Molecular Vision
2009; 15:2123-2128
<http://www.molvis.org/molvis/v15/a228>
Received 28 July 2009 | Accepted 16 October 2009 | Published 21 October
2009
Gong Je Seong,1 Samin Hong,1 Sun-Ah Jung,2 Jung-Jin Lee,2 Eunhae Lim,2 Sung-Joo Kim,2 Joon H. Lee2
The first two authors contributed equally to this study.

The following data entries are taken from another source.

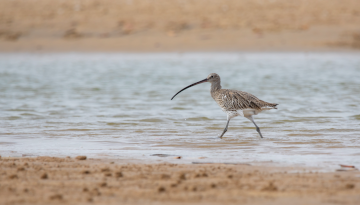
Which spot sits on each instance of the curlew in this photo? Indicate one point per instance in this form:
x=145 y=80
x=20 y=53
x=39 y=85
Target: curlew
x=233 y=102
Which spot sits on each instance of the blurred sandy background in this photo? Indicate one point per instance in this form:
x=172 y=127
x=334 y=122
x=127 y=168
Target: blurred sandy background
x=179 y=25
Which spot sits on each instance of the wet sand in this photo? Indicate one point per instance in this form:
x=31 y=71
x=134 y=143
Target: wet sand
x=179 y=26
x=49 y=180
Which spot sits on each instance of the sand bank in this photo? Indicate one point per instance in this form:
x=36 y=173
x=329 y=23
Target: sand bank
x=179 y=26
x=48 y=180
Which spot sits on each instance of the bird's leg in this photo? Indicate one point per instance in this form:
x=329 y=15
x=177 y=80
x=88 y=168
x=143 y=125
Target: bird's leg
x=257 y=128
x=227 y=124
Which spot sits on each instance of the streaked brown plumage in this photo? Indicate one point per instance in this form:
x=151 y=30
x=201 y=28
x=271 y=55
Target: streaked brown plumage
x=233 y=102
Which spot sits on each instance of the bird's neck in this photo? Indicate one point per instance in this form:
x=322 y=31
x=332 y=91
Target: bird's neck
x=215 y=86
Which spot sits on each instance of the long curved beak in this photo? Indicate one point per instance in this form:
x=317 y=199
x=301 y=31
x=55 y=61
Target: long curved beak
x=199 y=82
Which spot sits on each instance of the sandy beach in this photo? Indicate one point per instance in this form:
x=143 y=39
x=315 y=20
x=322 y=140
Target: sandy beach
x=179 y=26
x=50 y=180
x=151 y=26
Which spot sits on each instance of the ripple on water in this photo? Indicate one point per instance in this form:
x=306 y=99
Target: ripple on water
x=89 y=99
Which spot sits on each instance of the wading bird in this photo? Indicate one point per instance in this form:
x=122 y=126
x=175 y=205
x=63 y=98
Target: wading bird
x=233 y=102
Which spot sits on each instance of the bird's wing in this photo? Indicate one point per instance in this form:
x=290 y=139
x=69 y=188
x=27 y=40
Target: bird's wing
x=232 y=100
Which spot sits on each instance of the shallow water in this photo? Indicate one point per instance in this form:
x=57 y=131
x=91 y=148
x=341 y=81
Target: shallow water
x=118 y=106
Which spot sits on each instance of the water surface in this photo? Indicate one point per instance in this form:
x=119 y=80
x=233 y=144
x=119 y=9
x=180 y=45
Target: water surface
x=118 y=106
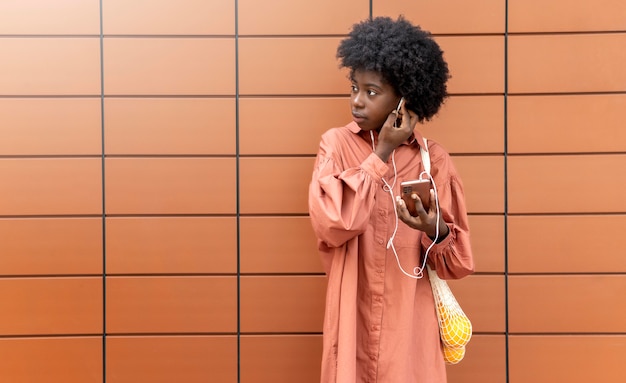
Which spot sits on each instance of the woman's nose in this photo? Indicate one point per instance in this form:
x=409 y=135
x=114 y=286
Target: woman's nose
x=356 y=100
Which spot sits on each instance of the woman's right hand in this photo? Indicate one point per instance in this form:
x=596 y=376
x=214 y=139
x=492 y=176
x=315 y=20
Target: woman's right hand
x=391 y=137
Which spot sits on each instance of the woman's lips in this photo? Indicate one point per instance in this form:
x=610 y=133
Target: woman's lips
x=358 y=118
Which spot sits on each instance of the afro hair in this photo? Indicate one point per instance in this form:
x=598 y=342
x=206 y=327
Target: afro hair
x=406 y=57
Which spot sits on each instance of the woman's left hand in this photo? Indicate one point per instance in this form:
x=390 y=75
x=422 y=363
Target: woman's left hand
x=425 y=221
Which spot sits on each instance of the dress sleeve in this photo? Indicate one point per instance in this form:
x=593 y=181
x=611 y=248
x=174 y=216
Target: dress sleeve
x=341 y=199
x=452 y=258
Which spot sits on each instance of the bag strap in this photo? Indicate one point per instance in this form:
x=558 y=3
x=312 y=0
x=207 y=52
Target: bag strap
x=425 y=156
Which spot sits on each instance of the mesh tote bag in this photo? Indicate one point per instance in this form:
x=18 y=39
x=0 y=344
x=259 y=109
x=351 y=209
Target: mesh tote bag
x=455 y=327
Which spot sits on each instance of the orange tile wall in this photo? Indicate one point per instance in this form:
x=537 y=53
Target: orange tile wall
x=155 y=157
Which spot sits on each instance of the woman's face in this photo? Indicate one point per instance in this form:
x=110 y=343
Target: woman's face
x=371 y=99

1Institute of Vision Research, Department of Ophthalmology, Yonsei University College of Medicine, Seoul, Korea; 2Myunggok Eye Research Institute at Kim’s Eye Hospital, Konyang University College of Medicine, Seoul, Korea
Correspondence to: Joon H. Lee, Ph.D., Myunggok Eye Research Institute at Kim’s Eye Hospital, Konyang University College of Medicine, 156-4ga, Yeoungdeungpo-dong, Yeoungdeungpo-gu, Seoul 150-034, Republic of Korea; Phone: +82-2-2639-7871; FAX: +82-2-2633-3976; email: joonhlee@konyang.ac.kr
Purpose: To gain a better understanding of the roles of interleukins (ILs) in subconjunctival fibrosis, we investigated their expression in transforming growth factor-β1 (TGF-β1)-stimulated Tenon’s fibroblasts and examined their association with the transdifferentiation of fibroblasts to myofibroblasts.
Methods: After primary culture, fibroblasts derived from human Tenon’s capsule were exposed to TGF-β1. The expression of α-smooth muscle actin (α-SMA) protein was assessed by western immunoblots and immunofluorescence. The mRNA levels of various ILs were also evaluated by multiplex reverse transcription (RT)-PCR. Using the small interfering RNAs (siRNAs) specific for IL-6 and IL-11 and the promoter deletion assay, the contributions of IL-6 and IL-11 to TGF-β1-induced induction of α-SMA were determined.
Results: In human Tenon’s fibroblasts, TGF-β1 stimulated the expression of α-SMA protein determined by western blot analysis and also increased the mRNA levels of IL-6 and IL-11 determined by multiplex RT-PCR. On the western immunoblots and immunofluorescence, the increased expression of α-SMA was attenuated only by the siRNAs specific for IL-6 but not by the siRNAs specific for IL-11. When the activator protein-1 binding sites of the IL-6 promoter region were deleted, the stimulation effects of TGF-β1 decreased.
Conclusions: Our data show that autocrine IL-6 may participate in the TGF-β1-induced transdifferentiation of human Tenon’s fibroblasts to myofibroblasts, which is known to be an essential step for subconjunctival fibrosis.
Subconjunctival fibrosis is an essential wound-healing process of the ocular surface, but if excessive it can result in ocular morbidity, as seen in patients with oculocutaneous disorders, such as ocular cicatricial pemphigoid, and patients who have undergone glaucoma-filtering surgery [1-6]. Even though transforming growth factor-β (TGF-β) is known to play a crucial role in this fibrosis [7-9], detailed mechanisms of how it functions have not yet been elucidated. Several recently published research papers that demonstrated antifibrotic effects of anti-TGF-β molecules have re-stimulated interest in TGF-β-mediated fibrosis [10-14].
In the present study, we were interested in investigating the relationship between inflammation and fibrosis in human Tenon’s fibroblasts. In lung and heart, certain types of inflammation recruit and stimulate fibroblasts in a TGF-β-dependent manner [15-18]. These activated fibroblasts then transdifferentiate to myofibroblasts that produce extracellular matrix (ECM); these contractile cells ultimately cause extensive fibrosis. In this study we investigated which of the proinflammatory cytokines of the interleukin (IL) family are stimulated by TGF-β1, and we monitored changes in α-smooth muscle actin (α-SMA), a phenotypic hallmark of myofobroblasts [19], to investigate the effect of the TGF-β1-stimulated ILs on the transdifferentiation of fibroblasts to myofibroblasts. The effects of blocking these ILs with small interfering RNA (siRNA) were also investigated.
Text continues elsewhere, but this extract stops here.